Now, three doctors remain committed to staying at the Moose & Squirrel Medical Clinic — Dr. Gina Smith, Dr. Rob Warren, and Dr. Michelle Warren.
“We’re not going anywhere,” she said.
“We will continue to look after our patients, and do our best to look after the patients of those that will be left without a family physician, and a big part of that is recruitment. It’s something that I’m committed to doing, and it’s something that the physicians that are leaving are committed to doing.”
While the clinic’s remaining doctors will endeavour to take on now-orphaned patients, that might not always be feasible, she said, adding physicians can only work so many hours and see so many people in a day.
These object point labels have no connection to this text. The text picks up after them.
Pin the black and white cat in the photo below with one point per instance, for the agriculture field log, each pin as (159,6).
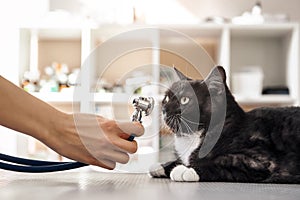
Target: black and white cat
(262,145)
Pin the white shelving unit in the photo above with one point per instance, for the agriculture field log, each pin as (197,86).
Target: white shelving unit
(274,47)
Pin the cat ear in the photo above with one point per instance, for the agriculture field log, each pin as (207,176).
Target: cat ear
(216,80)
(180,75)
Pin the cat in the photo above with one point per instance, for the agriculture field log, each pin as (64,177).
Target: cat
(259,146)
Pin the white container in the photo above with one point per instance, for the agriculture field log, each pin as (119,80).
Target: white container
(248,82)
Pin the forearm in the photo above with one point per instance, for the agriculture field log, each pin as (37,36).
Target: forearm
(23,112)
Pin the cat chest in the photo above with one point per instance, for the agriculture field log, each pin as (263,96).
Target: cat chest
(186,145)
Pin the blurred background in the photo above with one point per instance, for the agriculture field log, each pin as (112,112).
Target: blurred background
(46,43)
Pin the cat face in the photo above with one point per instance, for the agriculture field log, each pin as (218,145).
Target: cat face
(188,104)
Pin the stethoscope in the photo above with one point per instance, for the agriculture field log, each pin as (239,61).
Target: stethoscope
(11,163)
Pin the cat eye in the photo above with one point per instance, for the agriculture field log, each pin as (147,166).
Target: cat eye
(184,100)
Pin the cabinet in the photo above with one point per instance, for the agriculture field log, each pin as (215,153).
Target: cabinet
(139,54)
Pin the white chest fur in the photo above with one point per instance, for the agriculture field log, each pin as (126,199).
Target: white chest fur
(186,144)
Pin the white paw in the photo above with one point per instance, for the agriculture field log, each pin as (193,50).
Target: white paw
(184,174)
(157,170)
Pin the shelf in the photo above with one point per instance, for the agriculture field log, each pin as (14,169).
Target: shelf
(266,100)
(55,97)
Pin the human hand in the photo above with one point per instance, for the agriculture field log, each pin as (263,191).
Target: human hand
(93,139)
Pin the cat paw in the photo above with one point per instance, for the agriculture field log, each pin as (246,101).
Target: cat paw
(157,171)
(182,173)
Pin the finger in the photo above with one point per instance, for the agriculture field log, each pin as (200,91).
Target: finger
(105,163)
(130,128)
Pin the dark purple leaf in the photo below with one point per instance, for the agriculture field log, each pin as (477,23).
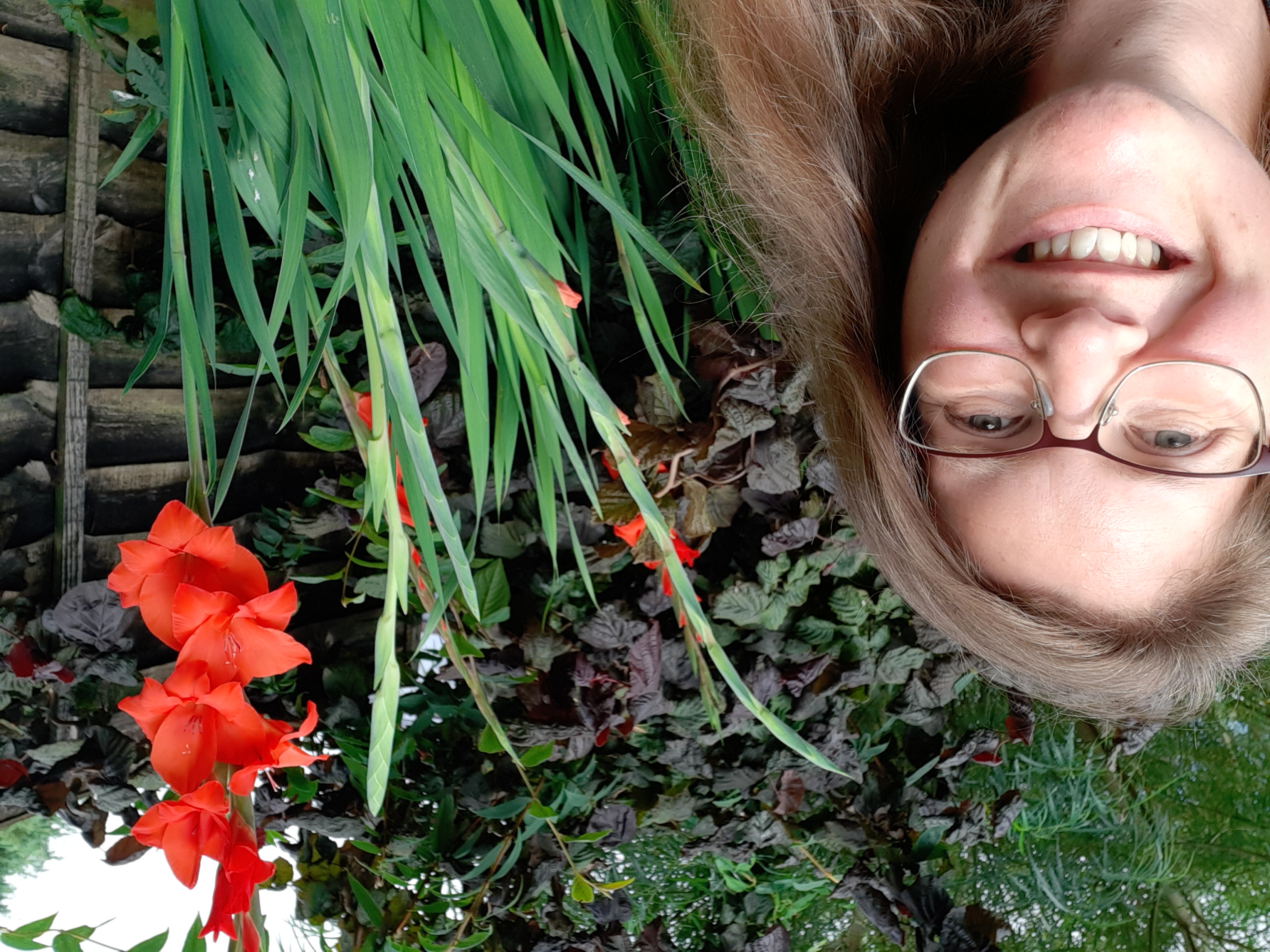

“And burnout is real,” she said.
“For those physicians that are staying and looking after those who no longer have a physician, it’s going to be that balance of how much more can you give before you burn out,” she said, adding burnout has the potential to metastasize into physical illness as well as mental health issues.
Sundre is not alone in facing “the same crisis,” she said, adding the community joins Rocky Mountain House and others in northern as well as eastern Alberta that have often struggled to not just recruit but especially retain physicians.